A este respeito, disse que "o pedido de mediação é a última tentativa de um regime que se sente encurralado, isolado interior e exteriormente, a fim de ganhar tempo e espaço para respirar, mas que não está movido por um propósito sincero de ajudar a tirar o país do pântano no qual está metido, é uma hipótese que não se pode deixar de levar em consideração”.

Na situação atual, continuou Carriquiry, é necessário o consenso de ambas as partes como já mencionado pelo Papa Francisco.

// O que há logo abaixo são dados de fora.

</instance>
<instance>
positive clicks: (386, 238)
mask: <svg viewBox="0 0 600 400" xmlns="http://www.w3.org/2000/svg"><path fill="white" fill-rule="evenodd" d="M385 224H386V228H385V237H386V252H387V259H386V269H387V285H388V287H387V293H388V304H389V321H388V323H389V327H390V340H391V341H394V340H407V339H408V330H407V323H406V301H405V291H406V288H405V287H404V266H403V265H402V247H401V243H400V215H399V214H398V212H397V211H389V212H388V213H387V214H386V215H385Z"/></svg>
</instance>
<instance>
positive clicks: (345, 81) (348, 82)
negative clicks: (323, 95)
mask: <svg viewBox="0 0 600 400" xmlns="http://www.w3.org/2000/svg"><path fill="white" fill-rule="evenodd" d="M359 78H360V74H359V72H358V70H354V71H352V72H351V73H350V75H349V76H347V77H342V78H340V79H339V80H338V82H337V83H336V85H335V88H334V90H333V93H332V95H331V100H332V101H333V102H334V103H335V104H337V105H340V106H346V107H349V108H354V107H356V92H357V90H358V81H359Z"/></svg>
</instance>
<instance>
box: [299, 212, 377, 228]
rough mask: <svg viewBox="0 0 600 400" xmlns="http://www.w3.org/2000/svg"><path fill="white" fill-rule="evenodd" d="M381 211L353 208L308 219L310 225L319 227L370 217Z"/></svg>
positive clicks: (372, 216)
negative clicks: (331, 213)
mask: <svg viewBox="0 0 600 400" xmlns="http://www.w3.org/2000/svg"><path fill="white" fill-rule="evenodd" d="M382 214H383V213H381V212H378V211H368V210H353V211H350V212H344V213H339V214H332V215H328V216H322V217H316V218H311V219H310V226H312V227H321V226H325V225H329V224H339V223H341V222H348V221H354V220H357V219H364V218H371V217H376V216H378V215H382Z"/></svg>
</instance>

Recordou ainda a declaração do Diretor Interino da Sala de Imprensa da Santa Sé em 7 de fevereiro: "O Santo Padre sempre se reservou e, portanto, ainda se reserva a possibilidade de verificar a vontade de ambas as partes determinando se existem condições para seguir este caminho (de diálogo)".

"As condições a que a Santa Sé se refere não se limitam apenas ao consenso das partes, mas evocam aquelas já determinadas pela carta do Secretário de Estado (de 2016): a abertura de canais humanitários para sair ao encontro das necessidades da população e aliviar seus sofrimentos, a convocação dentro de um prazo próximo e realista de eleições livres e transparentes, o reconhecimento da Assembleia Nacional (controlada pela oposição), a libertação dos presos políticos e o fim da violência e repressão".

Carriquiry explicou que "condições semelhantes (...) foram definidas pela reunião do ‘grupo internacional de contato’ em Montevidéu, com a participação dos governos do Uruguai, México, Costa Rica e Bolívia, juntamente com os ministros de Relações Exteriores de vários países europeus convocados pela União Europeia" para promover eleições livres e ajuda humanitária na Venezuela.

O vice-presidente da CAL também indicou que nos últimos meses o Papa Francisco se referiu pelo menos três vezes à situação na Venezuela, pedindo uma solução justa e pacífica e evitando o derramamento de sangue.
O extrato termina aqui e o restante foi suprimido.